UN officials blamed the cancelled flight on the difficulties in distributing vaccines during an armed conflict. But officials with knowledge of the episode told The Associated Press that the real reason was that the Al Houthi militia who control northern Yemen refused to allow the vaccines to be delivered, after spending months demanding that the UN send ambulances and other medical equipment for their military forces as a condition for accepting the shipment.

The cancellation of the shipment was just one of the setbacks that aid agencies faced in battling the cholera epidemic that has left nearly 3,000 Yemenis dead.

In some cases, treatment centres for people who had contracted cholera existed only on paper even though the UN had disbursed money to bankroll their operations, according to two aid officials familiar with the centres.

The AP’s examination of the efforts to fight the disease in Yemen drew on confidential documents and interviews with 29 people, including aid officials previously based in the country and officials from health ministries run by both the Al Houthi rebels and the internationally recognised government in the south.
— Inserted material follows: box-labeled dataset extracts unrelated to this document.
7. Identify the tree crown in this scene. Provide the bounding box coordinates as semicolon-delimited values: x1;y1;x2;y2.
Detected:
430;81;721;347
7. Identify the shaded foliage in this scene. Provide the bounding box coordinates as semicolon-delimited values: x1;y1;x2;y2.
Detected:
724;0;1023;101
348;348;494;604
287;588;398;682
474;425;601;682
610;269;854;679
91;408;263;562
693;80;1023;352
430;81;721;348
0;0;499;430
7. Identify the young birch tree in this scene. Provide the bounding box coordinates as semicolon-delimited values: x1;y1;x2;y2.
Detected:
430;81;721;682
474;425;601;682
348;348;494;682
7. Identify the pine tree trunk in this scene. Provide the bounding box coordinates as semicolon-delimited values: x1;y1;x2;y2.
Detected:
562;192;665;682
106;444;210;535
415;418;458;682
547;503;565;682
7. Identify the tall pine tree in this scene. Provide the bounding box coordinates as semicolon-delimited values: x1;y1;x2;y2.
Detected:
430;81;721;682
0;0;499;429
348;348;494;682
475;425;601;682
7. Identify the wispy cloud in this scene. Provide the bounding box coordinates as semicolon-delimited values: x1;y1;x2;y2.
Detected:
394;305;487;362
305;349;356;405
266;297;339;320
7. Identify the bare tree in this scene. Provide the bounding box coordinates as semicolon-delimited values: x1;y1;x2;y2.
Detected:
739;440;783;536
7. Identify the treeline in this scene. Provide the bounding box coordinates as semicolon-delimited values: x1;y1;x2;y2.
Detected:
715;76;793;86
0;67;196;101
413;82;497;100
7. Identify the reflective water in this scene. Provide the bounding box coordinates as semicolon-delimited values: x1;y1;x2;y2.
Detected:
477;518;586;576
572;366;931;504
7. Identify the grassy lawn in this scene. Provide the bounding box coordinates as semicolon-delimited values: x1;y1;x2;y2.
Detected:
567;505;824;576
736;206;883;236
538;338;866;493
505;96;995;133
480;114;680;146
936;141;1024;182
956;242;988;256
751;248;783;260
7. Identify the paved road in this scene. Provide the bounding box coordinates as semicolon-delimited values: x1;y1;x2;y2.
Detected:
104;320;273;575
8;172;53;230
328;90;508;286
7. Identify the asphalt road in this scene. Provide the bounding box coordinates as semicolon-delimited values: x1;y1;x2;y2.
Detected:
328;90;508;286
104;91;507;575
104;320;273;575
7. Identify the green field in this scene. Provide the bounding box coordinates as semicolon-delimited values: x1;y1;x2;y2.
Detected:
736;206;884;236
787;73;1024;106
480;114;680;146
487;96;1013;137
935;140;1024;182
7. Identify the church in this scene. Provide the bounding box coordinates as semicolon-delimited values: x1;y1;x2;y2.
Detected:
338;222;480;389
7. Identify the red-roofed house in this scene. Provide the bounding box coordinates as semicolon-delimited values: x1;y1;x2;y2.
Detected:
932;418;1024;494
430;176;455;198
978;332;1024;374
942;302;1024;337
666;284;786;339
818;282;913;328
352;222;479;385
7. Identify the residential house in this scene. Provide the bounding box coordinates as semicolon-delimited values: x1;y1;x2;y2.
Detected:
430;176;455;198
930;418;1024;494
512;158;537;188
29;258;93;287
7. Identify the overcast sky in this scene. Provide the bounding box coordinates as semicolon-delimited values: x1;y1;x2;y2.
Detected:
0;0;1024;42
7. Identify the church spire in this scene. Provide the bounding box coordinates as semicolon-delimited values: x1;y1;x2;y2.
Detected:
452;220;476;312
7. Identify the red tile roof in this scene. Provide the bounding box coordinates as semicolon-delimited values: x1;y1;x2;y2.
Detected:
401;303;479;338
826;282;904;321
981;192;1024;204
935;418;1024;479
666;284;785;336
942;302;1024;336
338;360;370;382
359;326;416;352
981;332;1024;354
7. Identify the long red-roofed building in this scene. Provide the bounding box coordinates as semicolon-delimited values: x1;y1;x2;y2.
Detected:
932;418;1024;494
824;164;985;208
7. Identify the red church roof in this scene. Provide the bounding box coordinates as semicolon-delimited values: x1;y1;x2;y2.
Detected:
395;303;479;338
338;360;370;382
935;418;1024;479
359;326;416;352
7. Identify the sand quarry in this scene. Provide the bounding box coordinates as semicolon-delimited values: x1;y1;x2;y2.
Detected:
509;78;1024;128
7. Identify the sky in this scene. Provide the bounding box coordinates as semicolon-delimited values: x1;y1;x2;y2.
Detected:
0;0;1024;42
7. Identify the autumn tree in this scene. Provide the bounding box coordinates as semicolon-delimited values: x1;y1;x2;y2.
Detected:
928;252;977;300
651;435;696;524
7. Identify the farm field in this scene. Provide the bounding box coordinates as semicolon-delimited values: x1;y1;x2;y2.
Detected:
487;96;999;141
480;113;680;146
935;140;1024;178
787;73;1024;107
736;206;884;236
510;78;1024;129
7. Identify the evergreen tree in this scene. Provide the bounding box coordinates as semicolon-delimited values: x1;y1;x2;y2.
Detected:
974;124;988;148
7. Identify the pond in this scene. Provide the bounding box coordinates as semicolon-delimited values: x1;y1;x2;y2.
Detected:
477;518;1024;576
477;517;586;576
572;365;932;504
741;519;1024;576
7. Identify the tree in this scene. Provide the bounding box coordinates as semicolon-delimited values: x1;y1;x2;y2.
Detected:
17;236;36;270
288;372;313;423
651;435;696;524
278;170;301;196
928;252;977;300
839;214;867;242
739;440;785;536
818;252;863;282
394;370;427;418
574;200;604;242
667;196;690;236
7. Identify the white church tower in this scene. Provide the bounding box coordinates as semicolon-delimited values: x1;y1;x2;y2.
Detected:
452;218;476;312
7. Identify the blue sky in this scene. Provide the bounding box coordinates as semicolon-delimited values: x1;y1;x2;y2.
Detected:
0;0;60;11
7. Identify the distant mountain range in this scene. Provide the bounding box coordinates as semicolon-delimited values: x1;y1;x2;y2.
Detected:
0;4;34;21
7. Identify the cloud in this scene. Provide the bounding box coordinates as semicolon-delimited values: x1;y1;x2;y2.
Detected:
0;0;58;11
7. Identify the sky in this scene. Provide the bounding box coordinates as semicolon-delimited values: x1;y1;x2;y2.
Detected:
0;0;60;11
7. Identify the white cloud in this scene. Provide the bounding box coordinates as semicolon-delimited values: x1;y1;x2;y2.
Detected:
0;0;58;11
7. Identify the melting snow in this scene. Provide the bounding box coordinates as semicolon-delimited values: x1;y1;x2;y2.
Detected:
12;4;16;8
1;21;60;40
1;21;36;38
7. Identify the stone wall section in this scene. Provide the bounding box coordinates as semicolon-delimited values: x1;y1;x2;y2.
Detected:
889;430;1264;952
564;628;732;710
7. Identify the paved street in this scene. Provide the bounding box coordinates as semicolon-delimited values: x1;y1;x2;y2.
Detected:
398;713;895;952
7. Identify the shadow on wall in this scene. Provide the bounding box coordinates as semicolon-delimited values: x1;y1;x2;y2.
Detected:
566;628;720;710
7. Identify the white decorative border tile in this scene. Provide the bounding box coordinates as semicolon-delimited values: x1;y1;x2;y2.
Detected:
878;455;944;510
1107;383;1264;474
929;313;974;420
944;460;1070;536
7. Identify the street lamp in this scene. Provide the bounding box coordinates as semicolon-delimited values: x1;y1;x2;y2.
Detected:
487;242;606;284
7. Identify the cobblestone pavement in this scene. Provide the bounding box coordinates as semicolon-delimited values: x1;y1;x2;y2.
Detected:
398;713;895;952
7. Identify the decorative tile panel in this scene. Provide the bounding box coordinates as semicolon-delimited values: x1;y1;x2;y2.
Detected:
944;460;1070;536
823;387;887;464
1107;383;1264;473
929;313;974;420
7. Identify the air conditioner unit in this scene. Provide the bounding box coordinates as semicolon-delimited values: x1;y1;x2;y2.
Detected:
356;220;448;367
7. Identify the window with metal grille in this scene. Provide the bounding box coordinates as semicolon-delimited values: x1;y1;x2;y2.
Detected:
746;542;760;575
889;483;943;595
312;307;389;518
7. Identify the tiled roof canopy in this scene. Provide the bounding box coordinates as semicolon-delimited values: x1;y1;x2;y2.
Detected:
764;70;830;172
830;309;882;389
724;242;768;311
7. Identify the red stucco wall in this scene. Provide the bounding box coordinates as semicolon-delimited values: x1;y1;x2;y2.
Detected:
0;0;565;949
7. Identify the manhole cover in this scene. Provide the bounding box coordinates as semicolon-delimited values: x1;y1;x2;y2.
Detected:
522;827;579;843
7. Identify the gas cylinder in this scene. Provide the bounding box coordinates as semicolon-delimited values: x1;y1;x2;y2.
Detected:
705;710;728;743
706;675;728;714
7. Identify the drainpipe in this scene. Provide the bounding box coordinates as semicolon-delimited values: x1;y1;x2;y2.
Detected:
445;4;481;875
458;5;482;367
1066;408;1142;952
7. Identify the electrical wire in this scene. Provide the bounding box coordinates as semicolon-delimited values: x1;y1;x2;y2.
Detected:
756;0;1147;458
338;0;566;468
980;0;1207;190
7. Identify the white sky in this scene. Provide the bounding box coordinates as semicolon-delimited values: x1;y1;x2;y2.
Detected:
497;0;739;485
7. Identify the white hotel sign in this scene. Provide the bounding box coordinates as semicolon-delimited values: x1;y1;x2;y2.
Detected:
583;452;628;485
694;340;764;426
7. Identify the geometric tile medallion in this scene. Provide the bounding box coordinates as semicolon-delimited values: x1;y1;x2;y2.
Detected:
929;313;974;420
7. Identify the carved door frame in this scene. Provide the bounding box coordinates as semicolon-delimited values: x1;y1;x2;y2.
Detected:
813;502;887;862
Almost all of these individuals — including six relief and health officials who say the Al Houthis were responsible for cancellation of the 2017 vaccine shipment — spoke on condition of anonymity out of fear of retaliation.

Cholera spread across Yemen in late 2016 and throughout much of 2017 and 2018. It ebbed late last year, but has again picked up in 2019. A new surge in the disease has produced roughly 150,000 suspected cholera cases and nearly 300 deaths since the start of this year. The first cholera vaccine drives in Yemen didn’t start until May 2018 in the south and August 2018 in the north, aid and health officials told the AP.

More than 19 million of Yemen’s 29 million people don’t have access to adequate health care, and more than 17 million don’t have clean water, according to the UN. Those are prime conditions for the spread of cholera, a disease caused by faeces-tainted water and food. Cholera can kill swiftly if untreated, its victims drained by diarrhoea, vomiting and fever.

Some 2.5 million doses of the cholera vaccine have been transported into Yemen by the UN since mid-2018. It’s unclear how many of them have been administered to people in target populations. Two Al Houthi officials confirmed to the AP that nearly 1.2 million doses remain stored in warehouses in Sana’a, the militia-occupied capital. The Health Ministry there plans to distribute those doses soon in two northern districts, one of the officials said.

Hager Taher, a 27-year-old mother of two, was one of hundreds who died from cholera in the months after the July 2017 vaccine delivery had been called off. Taher was in the last days of pregnancy, living in the village of Al Ghareb, in the Al Houthi-controlled northern province of Hajjah, when she began vomiting and showing cholera-like symptoms.

Taher was sent to a hospital run by Doctors Without Borders in the city of Abs. Soon she developed complications and was moved to another hospital nearby. It was there, in September 2017, that she died. Her child was born alive but died four days later.

“It’s God’s will,” her husband, Mohammad Hassan, told the AP. “There’s nothing to do.”